A plausible mechanism to rationalize the formation of pyrrole 3 or 5 is illustrated in Scheme 3, in light of the above experimental observations and density functional theory (DFT) computations (see ESI† for details).²¹ Initially, nucleophilic attack of isoxazole 2 or 4 to the Au(i)-ligated alkyne of ynamide 1 forms vinyl gold intermediate A by overcoming a moderate barrier (12.2 kcal mol^–1). Intermediate A isomerizes into the gold carbene intermediate B upon breakage of the isoxalic N–O bond,²² again requiring an activation energy around 12.0 kcal mol^–1. Subsequent 1,5-cyclization²³ within intermediate B readily occurs to afford the Au(i)-ligated 3H-pyrrole C, which upon ligand exchange with another ynamide 1 releases 3H-pyrrole D. The whole process is highly exothermic with free energy release amounting to 52 kcal mol^–1. For 3,5-disubstituted isoxazoles 2, 3H-pyrrole D readily isomerizes into the final aromatic 1H-pyrrole 3 by sigmatropic H-migrations.²⁴ In the case of fully-substituted isoxazole substrates 4, D is ultimately transformed into the final 1H-pyrrole 5, presumably by a water-assisted deacylative aromatization.²⁵

Scheme 3. Plausible reaction mechanism. Theoretical investigations on the reaction pathways for the formation of product 3g (Table 2, entry 7): relative free energies (ΔG _sol, in kcal mol^–1) of key intermediates and transition states were computed at the M06/6-31+G(d)/SDD level in 1,2-dichloroethane at 298 K.

Conclusions

In summary, we have developed a novel gold-catalyzed formal [3+2] cycloaddition between ynamides and isoxazoles, leading to the concise and flexible synthesis of polysubstituted 2-aminopyrroles. This methodology makes it possible to introduce four substituents onto a pyrrole ring very freely with high efficiency.
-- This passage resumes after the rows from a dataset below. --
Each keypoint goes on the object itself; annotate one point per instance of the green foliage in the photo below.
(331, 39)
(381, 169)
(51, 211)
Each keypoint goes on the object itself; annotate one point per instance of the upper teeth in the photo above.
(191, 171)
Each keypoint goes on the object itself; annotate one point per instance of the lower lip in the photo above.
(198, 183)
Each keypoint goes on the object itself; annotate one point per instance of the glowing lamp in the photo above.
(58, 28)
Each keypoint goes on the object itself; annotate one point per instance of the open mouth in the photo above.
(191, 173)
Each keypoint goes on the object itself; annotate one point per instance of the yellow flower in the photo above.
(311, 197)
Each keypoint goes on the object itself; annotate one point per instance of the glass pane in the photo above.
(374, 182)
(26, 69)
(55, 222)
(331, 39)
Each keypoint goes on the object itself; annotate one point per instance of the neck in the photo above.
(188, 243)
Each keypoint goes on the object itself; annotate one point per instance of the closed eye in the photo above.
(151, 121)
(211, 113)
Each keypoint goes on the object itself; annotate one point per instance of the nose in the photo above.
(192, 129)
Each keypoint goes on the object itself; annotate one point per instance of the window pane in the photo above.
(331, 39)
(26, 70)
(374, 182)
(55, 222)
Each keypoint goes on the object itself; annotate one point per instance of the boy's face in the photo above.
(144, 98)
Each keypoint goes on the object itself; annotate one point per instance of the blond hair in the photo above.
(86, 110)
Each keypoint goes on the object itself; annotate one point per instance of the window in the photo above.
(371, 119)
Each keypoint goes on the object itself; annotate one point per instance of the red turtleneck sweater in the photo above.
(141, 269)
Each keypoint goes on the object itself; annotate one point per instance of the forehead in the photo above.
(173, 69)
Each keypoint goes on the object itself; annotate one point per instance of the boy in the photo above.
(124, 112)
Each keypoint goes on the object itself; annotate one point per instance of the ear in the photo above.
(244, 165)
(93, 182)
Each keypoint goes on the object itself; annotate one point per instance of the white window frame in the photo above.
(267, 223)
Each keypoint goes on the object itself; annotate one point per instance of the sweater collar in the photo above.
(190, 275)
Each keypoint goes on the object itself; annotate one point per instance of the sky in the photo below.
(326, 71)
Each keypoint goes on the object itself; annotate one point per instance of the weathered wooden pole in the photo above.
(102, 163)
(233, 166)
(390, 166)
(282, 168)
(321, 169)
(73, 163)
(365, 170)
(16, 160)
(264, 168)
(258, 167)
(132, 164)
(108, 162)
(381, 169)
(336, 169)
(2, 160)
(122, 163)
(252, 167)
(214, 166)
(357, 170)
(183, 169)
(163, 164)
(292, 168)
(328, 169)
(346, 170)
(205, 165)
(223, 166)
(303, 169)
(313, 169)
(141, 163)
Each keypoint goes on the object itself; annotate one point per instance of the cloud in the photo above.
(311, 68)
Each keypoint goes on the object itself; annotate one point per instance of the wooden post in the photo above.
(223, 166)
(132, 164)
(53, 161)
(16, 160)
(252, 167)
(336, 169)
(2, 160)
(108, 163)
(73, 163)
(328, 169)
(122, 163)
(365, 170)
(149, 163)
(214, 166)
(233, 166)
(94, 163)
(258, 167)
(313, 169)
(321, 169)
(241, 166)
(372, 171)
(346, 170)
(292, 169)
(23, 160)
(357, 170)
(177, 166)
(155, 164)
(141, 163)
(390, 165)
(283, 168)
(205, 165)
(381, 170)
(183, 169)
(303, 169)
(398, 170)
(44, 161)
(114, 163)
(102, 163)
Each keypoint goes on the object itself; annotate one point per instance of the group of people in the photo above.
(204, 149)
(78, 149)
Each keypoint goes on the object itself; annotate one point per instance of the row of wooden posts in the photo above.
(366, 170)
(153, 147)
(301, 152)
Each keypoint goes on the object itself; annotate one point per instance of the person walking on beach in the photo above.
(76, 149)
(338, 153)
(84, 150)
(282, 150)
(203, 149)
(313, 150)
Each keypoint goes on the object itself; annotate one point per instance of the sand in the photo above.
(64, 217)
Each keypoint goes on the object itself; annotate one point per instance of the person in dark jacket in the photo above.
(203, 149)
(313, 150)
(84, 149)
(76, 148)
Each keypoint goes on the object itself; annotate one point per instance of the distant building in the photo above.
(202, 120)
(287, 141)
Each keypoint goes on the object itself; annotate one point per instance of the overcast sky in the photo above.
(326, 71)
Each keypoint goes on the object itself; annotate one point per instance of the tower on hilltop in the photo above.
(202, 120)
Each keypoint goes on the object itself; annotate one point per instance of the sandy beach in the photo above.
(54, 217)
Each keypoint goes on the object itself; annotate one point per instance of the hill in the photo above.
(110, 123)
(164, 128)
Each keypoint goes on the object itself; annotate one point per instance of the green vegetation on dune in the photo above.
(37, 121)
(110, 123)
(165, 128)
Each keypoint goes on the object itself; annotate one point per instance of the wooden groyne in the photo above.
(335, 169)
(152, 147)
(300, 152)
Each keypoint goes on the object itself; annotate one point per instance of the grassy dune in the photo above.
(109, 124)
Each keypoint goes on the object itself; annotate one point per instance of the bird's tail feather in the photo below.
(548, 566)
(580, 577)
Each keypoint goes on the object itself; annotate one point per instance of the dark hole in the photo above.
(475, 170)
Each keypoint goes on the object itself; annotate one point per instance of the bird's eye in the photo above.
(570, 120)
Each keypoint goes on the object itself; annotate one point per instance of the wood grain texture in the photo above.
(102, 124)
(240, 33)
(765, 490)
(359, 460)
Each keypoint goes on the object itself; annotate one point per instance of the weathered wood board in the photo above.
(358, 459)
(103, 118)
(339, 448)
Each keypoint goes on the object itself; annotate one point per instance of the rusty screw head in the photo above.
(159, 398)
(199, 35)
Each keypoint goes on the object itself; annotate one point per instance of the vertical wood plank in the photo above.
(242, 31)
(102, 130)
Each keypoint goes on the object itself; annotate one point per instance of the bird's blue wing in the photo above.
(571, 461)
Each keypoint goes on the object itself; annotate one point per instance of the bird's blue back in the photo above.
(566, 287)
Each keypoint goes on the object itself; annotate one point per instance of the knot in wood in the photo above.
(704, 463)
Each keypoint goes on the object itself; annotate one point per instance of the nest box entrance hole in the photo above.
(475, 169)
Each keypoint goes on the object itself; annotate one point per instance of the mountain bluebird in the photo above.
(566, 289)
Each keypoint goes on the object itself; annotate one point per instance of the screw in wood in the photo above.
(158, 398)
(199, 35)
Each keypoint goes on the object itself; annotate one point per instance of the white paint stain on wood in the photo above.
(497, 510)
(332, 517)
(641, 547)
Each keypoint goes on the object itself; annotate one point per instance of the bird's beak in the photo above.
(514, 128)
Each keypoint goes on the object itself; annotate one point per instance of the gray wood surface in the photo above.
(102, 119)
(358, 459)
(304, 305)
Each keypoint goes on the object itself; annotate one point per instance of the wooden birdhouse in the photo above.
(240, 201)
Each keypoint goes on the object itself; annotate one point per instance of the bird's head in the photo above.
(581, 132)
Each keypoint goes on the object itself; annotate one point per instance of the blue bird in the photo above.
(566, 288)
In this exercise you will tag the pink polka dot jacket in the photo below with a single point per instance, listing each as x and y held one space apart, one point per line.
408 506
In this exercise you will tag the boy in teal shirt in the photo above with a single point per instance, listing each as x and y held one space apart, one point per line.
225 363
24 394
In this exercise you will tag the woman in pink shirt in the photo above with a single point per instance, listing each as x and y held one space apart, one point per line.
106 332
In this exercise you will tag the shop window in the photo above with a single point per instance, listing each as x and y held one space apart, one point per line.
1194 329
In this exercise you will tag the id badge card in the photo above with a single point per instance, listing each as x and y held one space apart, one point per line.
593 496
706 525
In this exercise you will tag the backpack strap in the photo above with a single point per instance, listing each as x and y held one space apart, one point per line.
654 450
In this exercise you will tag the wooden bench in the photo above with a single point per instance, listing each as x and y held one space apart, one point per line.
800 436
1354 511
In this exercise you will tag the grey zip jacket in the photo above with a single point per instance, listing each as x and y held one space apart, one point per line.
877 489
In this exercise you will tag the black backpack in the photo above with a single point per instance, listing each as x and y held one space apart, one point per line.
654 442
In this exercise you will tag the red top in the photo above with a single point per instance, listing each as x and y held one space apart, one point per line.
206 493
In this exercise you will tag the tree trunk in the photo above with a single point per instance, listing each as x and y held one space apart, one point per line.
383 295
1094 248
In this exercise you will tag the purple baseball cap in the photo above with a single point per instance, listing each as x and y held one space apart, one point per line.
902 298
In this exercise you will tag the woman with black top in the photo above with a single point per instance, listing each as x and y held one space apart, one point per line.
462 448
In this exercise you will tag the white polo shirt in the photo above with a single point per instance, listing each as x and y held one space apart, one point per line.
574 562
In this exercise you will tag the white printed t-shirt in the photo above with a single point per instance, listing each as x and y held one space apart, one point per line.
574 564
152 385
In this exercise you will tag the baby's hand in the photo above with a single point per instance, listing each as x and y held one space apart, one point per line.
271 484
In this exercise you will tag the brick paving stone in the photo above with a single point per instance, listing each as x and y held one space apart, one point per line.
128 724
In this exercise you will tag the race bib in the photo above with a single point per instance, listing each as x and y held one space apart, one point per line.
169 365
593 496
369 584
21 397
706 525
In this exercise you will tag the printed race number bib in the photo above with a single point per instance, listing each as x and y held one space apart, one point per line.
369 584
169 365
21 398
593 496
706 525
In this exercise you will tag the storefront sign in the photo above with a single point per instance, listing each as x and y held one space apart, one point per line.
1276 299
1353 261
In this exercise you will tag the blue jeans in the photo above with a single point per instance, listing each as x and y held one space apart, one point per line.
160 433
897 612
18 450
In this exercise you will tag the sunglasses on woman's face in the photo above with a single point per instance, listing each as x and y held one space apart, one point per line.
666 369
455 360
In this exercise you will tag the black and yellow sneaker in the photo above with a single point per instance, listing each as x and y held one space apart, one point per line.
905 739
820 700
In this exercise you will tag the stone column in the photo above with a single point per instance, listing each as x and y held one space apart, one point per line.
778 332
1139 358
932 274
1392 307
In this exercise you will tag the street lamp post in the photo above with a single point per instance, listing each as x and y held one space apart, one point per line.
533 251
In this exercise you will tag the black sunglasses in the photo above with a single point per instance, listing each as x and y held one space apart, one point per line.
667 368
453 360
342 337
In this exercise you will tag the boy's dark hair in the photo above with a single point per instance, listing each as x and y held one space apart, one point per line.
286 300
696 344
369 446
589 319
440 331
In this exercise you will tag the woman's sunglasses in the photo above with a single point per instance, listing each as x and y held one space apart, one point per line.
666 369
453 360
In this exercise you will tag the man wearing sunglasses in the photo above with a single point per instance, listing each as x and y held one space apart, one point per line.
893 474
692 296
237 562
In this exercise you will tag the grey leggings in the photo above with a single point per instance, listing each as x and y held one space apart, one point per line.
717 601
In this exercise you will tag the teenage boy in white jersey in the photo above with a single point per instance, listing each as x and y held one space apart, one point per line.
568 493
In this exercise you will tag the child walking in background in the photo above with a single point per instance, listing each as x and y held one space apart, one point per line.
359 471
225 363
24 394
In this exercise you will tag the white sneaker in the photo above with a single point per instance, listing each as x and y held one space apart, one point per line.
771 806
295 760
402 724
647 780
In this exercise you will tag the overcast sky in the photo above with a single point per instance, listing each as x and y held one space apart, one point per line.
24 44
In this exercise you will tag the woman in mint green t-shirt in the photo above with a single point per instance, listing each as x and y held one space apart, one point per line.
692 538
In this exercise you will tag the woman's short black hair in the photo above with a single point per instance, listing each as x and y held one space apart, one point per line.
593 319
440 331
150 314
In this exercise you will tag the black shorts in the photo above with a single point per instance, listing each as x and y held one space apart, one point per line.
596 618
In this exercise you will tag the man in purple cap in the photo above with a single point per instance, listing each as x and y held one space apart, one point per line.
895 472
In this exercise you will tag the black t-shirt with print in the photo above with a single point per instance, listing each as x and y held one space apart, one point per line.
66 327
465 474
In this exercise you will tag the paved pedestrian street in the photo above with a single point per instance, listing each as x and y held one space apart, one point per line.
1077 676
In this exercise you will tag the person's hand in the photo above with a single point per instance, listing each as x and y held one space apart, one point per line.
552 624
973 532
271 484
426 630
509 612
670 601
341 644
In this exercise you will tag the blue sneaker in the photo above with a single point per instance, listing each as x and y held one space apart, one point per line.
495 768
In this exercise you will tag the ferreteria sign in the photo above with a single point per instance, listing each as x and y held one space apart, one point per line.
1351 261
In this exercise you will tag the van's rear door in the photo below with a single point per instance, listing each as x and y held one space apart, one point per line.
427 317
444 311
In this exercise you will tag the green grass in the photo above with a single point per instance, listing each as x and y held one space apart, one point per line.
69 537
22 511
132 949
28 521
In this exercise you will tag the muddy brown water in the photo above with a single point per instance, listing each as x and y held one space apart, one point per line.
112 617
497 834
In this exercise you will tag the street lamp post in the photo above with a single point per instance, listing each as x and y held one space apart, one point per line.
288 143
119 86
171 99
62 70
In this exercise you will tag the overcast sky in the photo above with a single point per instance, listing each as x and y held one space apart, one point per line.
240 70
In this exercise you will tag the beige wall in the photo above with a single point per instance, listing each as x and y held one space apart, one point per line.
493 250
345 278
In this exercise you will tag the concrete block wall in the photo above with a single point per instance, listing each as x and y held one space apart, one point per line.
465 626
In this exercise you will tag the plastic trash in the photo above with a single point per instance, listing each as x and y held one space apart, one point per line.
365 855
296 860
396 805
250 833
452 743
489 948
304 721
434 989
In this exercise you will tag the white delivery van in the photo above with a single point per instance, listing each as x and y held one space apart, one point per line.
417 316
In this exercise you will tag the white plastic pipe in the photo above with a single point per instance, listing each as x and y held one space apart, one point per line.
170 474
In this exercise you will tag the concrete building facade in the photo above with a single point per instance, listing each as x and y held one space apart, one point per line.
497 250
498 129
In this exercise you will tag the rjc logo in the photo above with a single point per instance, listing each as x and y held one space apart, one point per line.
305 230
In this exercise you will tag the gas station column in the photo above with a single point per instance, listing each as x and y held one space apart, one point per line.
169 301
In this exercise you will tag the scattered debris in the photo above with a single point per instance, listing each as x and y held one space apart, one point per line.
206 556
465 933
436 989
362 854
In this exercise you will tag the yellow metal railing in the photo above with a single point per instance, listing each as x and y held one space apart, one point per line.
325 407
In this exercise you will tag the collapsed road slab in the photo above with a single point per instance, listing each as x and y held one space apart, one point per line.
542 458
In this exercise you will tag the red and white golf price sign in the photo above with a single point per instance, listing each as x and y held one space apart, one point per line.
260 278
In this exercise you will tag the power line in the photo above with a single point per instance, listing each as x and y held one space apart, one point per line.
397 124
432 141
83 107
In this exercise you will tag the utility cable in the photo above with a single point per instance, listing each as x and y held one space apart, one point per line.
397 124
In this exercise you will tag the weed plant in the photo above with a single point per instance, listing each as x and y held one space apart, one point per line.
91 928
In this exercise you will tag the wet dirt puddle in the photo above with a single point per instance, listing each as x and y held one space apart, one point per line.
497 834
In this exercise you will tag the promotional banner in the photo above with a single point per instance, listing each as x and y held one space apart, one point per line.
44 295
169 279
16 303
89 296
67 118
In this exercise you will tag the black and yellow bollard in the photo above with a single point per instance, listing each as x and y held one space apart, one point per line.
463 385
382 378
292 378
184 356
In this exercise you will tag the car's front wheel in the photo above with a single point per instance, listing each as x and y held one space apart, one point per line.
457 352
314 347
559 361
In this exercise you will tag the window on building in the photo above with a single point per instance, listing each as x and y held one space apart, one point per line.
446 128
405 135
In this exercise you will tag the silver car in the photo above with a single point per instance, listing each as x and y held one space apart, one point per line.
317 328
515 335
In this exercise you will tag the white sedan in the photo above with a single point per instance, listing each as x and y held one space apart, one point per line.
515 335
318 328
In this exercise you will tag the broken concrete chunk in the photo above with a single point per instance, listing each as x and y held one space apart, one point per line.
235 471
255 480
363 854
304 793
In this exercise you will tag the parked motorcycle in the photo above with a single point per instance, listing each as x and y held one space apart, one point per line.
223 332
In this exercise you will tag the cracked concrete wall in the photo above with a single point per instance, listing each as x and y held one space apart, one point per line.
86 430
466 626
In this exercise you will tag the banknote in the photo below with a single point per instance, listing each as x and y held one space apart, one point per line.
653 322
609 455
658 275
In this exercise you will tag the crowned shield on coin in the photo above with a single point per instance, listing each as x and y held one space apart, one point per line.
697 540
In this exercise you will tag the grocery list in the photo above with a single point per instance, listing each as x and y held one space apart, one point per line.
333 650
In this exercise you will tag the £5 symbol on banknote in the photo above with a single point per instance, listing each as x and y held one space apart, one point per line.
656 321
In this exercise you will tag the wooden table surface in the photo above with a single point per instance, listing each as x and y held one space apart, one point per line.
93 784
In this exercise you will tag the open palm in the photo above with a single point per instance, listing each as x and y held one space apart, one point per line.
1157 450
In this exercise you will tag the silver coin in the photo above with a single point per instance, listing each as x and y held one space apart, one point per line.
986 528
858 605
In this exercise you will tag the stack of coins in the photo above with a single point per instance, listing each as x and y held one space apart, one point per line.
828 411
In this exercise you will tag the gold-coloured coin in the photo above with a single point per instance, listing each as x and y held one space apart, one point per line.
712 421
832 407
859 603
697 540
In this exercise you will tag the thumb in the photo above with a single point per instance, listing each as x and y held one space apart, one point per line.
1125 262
Of particular interest, fully substituted isoxazoles also react under deacylation, closing a further gap in the reaction scope. Moreover, an α-imino gold carbene is the most likely intermediate based on both mechanistic studies and theoretical calculations, thus providing a new strategy for the generation of gold carbenes, especially in an atom-economic way. Studies to elucidate the detailed mechanism and further synthetic applications of the current protocol are in progress in our laboratory.